Mais Vakharia peut avoir des problèmes avec le DPI, elle espère au moins que cela pourra mettre en lumière les forces plus importantes qui animent notre chagrin collectif, comme la pandémie ou l’aggravation continue crise d’overdose, ainsi que la façon dont nous sommes autorisés à l’exprimer.

« Si nous voulons faire du trouble de deuil prolongé un diagnostic, par exemple, y a-t-il des politiques de ressources humaines et des politiques d’emploi et des écoles-politiques fondées que nous devons avoir, afin que les gens puissent avoir l’espace même pour faire leur deuil pendant cette fenêtre de temps où cela se produit immédiatement ? Parce que si nous ne donnons pas aux gens assez d’espace pour vivre le chagrin au moment de la perte, alors il ne s’en va jamais vraiment, et ça aggrave », a-t-elle déclaré. « Je pense qu’un autre problème est qu’on nous a tous dit de continuer à bouger. En termes de covid, en termes de crise des surdoses, il n’y a pas eu beaucoup d’espace pour que les gens traitent et ressentent leur chagrin. Au lieu de cela, il y a eu tellement d’appels pour que nous revenions à la normale, pour que nous retournions au travail, pour que nous ne laissions pas la soi-disant peur prendre le dessus.

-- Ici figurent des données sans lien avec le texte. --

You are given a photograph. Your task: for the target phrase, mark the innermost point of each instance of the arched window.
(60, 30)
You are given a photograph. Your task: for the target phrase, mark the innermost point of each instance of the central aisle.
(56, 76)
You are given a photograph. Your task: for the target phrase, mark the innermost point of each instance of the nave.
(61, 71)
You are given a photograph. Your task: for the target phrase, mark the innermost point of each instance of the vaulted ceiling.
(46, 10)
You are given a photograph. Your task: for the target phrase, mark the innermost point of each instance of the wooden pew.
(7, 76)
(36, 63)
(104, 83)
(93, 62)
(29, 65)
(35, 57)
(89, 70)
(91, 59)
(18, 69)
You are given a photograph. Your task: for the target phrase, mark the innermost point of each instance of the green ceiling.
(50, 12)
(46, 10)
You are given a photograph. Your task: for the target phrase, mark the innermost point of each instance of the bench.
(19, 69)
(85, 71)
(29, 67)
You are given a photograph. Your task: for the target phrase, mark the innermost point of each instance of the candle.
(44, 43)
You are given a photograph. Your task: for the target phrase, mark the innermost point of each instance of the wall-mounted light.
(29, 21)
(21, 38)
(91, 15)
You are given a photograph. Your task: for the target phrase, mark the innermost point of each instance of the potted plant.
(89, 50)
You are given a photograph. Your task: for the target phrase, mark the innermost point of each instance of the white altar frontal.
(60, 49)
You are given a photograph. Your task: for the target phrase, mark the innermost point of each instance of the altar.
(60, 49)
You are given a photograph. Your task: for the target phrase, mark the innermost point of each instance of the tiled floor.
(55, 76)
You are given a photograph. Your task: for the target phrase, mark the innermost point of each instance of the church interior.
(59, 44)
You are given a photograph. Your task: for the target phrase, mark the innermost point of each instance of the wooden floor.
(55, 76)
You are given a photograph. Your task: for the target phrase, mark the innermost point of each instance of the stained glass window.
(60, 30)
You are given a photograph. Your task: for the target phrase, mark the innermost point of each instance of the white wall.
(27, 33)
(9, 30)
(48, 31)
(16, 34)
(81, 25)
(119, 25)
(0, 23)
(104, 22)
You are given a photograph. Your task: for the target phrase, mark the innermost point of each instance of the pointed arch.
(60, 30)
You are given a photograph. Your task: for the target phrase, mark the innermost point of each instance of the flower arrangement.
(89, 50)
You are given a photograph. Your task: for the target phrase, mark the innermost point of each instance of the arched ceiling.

Pour sa part, Cacciatore soutient que nous ne devrions pas avoir à nous contenter du meilleur d’un système imparfait et de diagnostics imparfaits comme le trouble du deuil prolongé.

« Le système est absolument cassé, et nous avons besoin d’un changement éthique. Les soins psychologiques ne devraient pas être fondés uniquement sur un diagnostic », a-t-elle déclaré.. Et ces réformes ne doivent pas seulement s’étendre à la psychologie mais à notre monde en général, elle a ajoutéafin de traiter les facteurs sous-jacents qui peuvent conduire à un deuil grave, comme un manque de aide sociale.

«Nous avons besoin d’une meilleure éducation au soutien du deuil dans notre culture. Nous avons besoin de plus de facilitateurs et d’installations pour prendre soin des personnes en deuil – vraiment de soins et de soutien, sans jugement ni coercition – et nous avons besoin d’une refonte du système de paiement des assurances », Cacciatore mentionné.